Toronto police chief taking memoir's allegations of antisemitism in highest ranks of force 'very seriously'
Toronto’s police chief, Myron Demkiw, says the force is taking antisemitism allegations made by a former homicide detective “very, very seriously.”
In ‘The High Road: Confessions Of A Homicide Cop,’ Hank Idsinga, makes the claim of having to face “racism and dysfunction” within the ranks, reports CityNews. He sets out instances of alleged antisemitism that left him “feeling physically ill.”
Chief Demkiw was questioned about Idsinga’s allegations during a police press conference on Thursday morning.
Prefacing his comments by acknowledging a “dramatic rise of antisemitism” in Toronto and the “fear and concern” around it, he went on to say that “any allegation of a Toronto police officer being involved in any kind of racist behaviour, we take very, very seriously.”
He said TPS has approached Idsinga to participate in an investigation, though the invitation “has been declined at this point, but we are examining, certainly, the allegations very carefully.”
Demkiw mentioned that he was meeting later Thursday “with (TPS) members and our internal Jewish support network executive. We are committed to making sure we are responsive to everything we find.”
He reiterated that the TPS intends to investigate the allegations “thoroughly and completely.”

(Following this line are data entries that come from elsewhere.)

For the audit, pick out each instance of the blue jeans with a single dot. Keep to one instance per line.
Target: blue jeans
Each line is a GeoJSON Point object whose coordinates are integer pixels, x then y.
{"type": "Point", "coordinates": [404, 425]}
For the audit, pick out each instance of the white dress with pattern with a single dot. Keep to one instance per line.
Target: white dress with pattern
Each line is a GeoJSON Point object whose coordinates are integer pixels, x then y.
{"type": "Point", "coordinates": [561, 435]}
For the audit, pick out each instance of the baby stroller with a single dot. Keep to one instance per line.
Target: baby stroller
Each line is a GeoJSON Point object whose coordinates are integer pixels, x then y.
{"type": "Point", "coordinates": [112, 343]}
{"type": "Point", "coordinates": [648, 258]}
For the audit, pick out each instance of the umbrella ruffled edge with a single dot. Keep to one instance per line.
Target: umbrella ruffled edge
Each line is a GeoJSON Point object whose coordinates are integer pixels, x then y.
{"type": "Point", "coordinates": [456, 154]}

Idsinga emphasizes in his book that “members of the Toronto Police Service are overwhelmingly good, decent people,” but he contends the police force is not immune to “personal biases that exist in society,” including antisemitism, anti-Black racism, misogyny and homophobia.
He levels an accusation of “vile racism in the uppermost ranks of the police service.”
In one instance, Idsinga recounted a video that was shared internally about a divisional officer.
“I happened to walk up when (an unnamed) senior officer was watching it,” he recalled. “The senior officer hit pause, looked at me, and said, “The only reason he gets away with this is because he’s a f*****g Jew.”
When members of his office had to do a presentation to a lawyer at police headquarters, Idsinga wrote that the same senior officer remarked, “I can’t believe we have to pander to this f*****g Jew.”
“They had no idea about my heritage,” he writes. Idsinga’s grandfather was murdered in the Holocaust.
Idsinga writes that he never considered filing a formal complaint with TPS “because the very people and the very institution that I would be complaining to about this, are the ones I would have to rely on to conduct that investigation, and I have no faith in them whatsoever to conduct that investigation.”